The lesson here is that the ‘one for me’ in the equation is not always one the audience want. Does this mean the ‘one for them’ is not indeed for the commercial studio, but for the mass audience at large? Is that who artists are pandering toward in their attempt to make deeper work that a select audience want to see? Perhaps.

Not always. You can point to the aforementioned Spielberg example as one that provided fantastic returns both for the film ‘for him’ and the film ‘for them’. The two are not mutually exclusive. Directors and actors can develop pictures ‘for them’ which both resonate with audiences and are creatively rich, without compromising their artistic integrity.

We see this with modern filmmakers to perhaps a greater degree, some of whom simply want to stay in touch with their roots. James Wan, for example, who made the strange Malignant following the success of Aquaman and the expectation of what became Aquaman And The Lost Kingdom. As he told Entertainment Weekly: “I honestly just miss my Saw days, my Death Sentence days, and my Dead Silence [days], and I wanted to go do those again. My career has kind of dictated what kind of film I should be doing now.”

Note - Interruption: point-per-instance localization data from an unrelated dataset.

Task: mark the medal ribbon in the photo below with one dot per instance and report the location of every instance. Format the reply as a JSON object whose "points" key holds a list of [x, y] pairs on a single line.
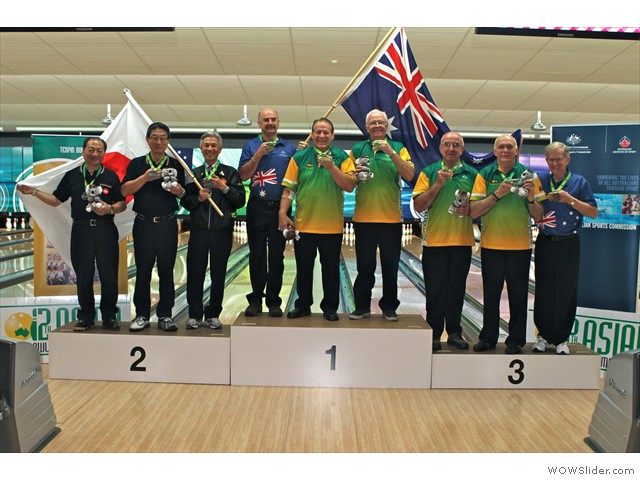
{"points": [[84, 175], [208, 172], [155, 167], [562, 184], [452, 169]]}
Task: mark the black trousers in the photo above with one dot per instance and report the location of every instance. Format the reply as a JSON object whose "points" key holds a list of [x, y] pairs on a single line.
{"points": [[557, 266], [154, 242], [93, 247], [370, 237], [266, 252], [511, 266], [445, 278], [328, 246], [207, 248]]}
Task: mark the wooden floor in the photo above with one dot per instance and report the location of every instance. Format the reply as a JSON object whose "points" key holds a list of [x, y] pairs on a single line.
{"points": [[99, 416]]}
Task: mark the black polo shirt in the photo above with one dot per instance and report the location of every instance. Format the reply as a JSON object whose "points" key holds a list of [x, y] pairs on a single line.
{"points": [[73, 186], [152, 199]]}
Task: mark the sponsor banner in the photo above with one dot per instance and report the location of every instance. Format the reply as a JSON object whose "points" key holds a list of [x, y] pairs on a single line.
{"points": [[30, 319], [607, 156], [606, 332]]}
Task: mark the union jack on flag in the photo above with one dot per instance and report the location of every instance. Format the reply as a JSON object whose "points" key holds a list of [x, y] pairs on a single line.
{"points": [[392, 82], [262, 177], [549, 220]]}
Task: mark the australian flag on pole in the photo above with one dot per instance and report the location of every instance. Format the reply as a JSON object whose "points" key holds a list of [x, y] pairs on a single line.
{"points": [[392, 82]]}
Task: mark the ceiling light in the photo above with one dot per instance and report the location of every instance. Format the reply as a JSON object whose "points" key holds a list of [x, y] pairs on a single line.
{"points": [[539, 126], [244, 121]]}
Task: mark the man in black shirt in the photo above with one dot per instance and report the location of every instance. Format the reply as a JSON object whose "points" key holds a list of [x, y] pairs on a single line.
{"points": [[211, 235], [94, 236], [155, 229]]}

James Mangold, known for dramatic fare such as Cop Land or Walk The Line, agreed to follow up The Wolverine with Logan, thereby remaining a while longer in the comic-book movie realm, in exchange for funding to develop Le Mans 66. Other directors seek to indulge their own internal fanboy, as Duncan Jones did with the critically panned Warcraft after creative successes Moon and Source Code. His was an example in 2016 of a passion project which failed, although the film was eventually going to get made either way.